This from one of the academic bloggers from the list in the article in The Chronicle of Higher Education, referring to a post on another academic blog.
"Pseudonymous political scientist, John Lemon has an account of an interesting thought experiment that he uses to disconcert his students. He asks how many in the class support progressive redistribution. About half of the students stand up; he then tells them that he’s talking about redistribution of grades rather than money, and wants to know whether they’d like him to “tax” the grades of the A students so as to bump up the marks of students below the median. Unsurprisingly, nearly all of the students sit down. It’s a discomfiting little thought experiment for people like me who support progressive taxation, but allot grades according to a rather different concept of fairness."
This is that sort of logical comparison of types that I find mind boggling, and it seems to have taken over academia both left and right: the logical analysis of surfaces, predicated on common assumptions and therefore 'requiring' no empirical data. This is 'discomfiting'? It's adolescent!
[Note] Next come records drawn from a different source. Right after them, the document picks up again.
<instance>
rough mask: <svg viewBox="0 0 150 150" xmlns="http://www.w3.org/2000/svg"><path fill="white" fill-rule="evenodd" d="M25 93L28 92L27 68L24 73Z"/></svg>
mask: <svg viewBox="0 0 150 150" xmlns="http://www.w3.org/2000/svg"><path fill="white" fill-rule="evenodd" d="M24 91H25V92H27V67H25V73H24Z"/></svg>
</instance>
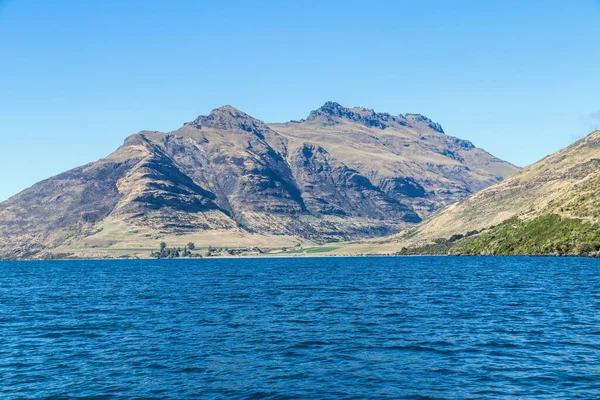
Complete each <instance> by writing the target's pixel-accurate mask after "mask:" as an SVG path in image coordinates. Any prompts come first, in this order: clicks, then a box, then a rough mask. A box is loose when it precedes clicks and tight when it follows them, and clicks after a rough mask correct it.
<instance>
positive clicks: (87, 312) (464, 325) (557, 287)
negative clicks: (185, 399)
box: [0, 257, 600, 399]
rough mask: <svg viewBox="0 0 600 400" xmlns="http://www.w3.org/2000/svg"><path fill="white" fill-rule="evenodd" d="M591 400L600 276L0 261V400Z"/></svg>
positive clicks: (105, 262) (402, 268)
mask: <svg viewBox="0 0 600 400" xmlns="http://www.w3.org/2000/svg"><path fill="white" fill-rule="evenodd" d="M53 396H54V397H56V398H62V397H77V398H86V397H89V398H136V397H137V398H185V397H206V398H293V397H300V398H367V397H368V398H394V399H395V398H449V399H453V398H456V399H463V398H569V399H571V398H599V397H600V261H598V260H593V259H583V258H582V259H577V258H527V257H506V258H485V257H481V258H471V257H457V258H454V257H389V258H387V257H381V258H379V257H374V258H366V257H363V258H299V259H233V260H225V259H218V260H217V259H211V260H202V259H201V260H181V261H173V260H164V261H157V260H146V261H47V262H3V263H0V397H1V398H36V397H37V398H46V397H53Z"/></svg>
I've give two responses, one moral, one from casual observation.
1- A defense of the logic of "the survival of the fittest" is the same as a defense of greed, and greed, to the educated man, or woman, is incurious and boring. (That's sort of my moral/snobbish argument, but it works.)
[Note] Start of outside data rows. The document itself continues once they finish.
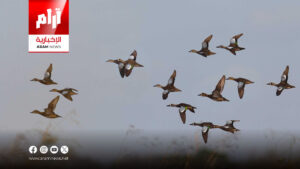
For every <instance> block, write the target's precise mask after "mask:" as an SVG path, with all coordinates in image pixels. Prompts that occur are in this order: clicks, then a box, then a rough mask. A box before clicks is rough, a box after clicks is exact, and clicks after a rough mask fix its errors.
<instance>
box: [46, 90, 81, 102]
mask: <svg viewBox="0 0 300 169" xmlns="http://www.w3.org/2000/svg"><path fill="white" fill-rule="evenodd" d="M50 92H58V93H60V94H61V95H63V96H64V97H65V98H66V99H68V100H70V101H73V99H72V96H73V95H77V94H78V93H76V92H78V90H76V89H73V88H65V89H62V90H58V89H52V90H50Z"/></svg>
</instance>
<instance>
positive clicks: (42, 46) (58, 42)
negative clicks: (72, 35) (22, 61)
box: [28, 35, 69, 53]
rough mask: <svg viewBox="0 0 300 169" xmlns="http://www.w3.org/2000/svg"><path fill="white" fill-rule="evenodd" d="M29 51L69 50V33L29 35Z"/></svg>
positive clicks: (30, 51) (49, 51) (34, 52)
mask: <svg viewBox="0 0 300 169" xmlns="http://www.w3.org/2000/svg"><path fill="white" fill-rule="evenodd" d="M28 42H29V43H28V44H29V47H28V49H29V52H31V53H57V52H60V53H61V52H69V35H29V37H28Z"/></svg>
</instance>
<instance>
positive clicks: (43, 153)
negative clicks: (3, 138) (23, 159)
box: [29, 145, 69, 154]
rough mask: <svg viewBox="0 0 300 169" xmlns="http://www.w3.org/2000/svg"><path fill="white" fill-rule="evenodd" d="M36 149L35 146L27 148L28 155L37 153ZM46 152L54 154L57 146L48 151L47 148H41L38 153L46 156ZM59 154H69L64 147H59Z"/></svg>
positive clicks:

2- Of all the children of real wealth I've known- and I've known plenty- only one has had the same fire under his ass as the father or grandfather who made the first million. Most of them, if they had had to start on their own, wouldn't have made it through to junior college to a low ranking white collar job. A few are intelligent and curious, but if you're talking unfettered social Darwinism, they'd be toast.
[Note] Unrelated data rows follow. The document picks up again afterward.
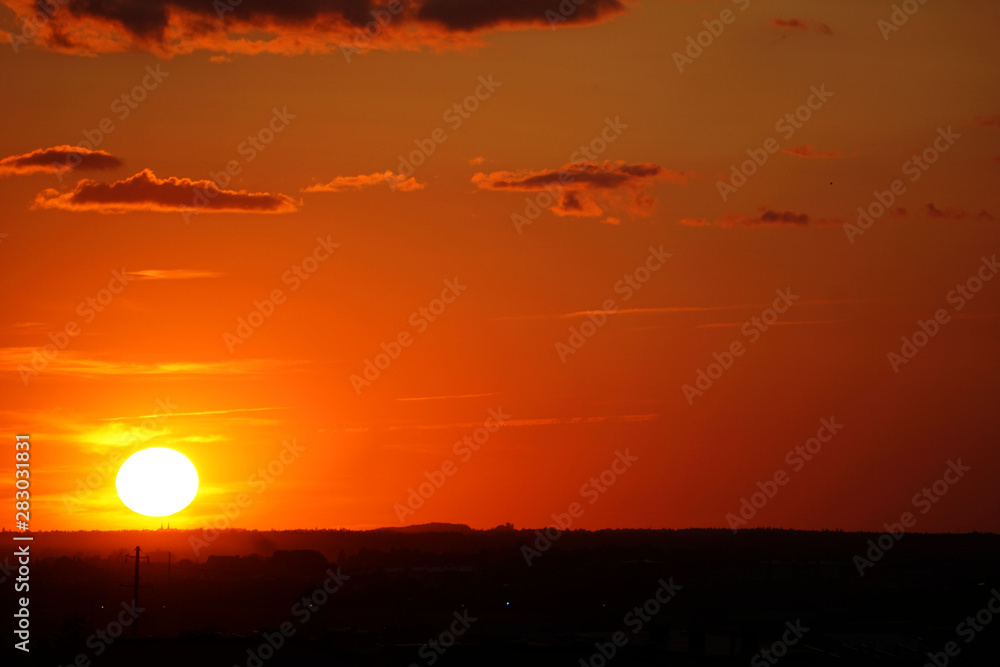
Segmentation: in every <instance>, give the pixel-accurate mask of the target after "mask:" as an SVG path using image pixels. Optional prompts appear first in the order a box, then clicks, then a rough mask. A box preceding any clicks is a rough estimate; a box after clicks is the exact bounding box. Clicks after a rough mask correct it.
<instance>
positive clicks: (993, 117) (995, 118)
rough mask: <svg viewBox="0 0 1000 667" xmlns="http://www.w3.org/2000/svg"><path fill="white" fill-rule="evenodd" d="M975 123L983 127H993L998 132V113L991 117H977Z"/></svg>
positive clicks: (990, 116) (999, 122)
mask: <svg viewBox="0 0 1000 667" xmlns="http://www.w3.org/2000/svg"><path fill="white" fill-rule="evenodd" d="M976 122H977V123H979V124H980V125H983V126H985V127H995V128H996V129H998V130H1000V113H997V114H993V115H992V116H979V117H977V118H976Z"/></svg>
Both these responses are obvious and cheap, but certainly no cheaper than the 'thought experiment' they respond to. The redistribution of wealth is not the same thing as redistribution of grades, just as knowledge, however much of it you can obtain, is not the same as action, or or how you use it. I made my comments about the neocons before, but there's no difference between this shit and the tenured 'radicals' that idiots like John Lemon bitch about. It's one version of self indulgent bourgeois mediocrity attacking another. It's all symptomatic of a disease endemic to decadent democracy. To be popular you need to oversimplify, and the real goal is popularity, rather than curiosity or knowledge.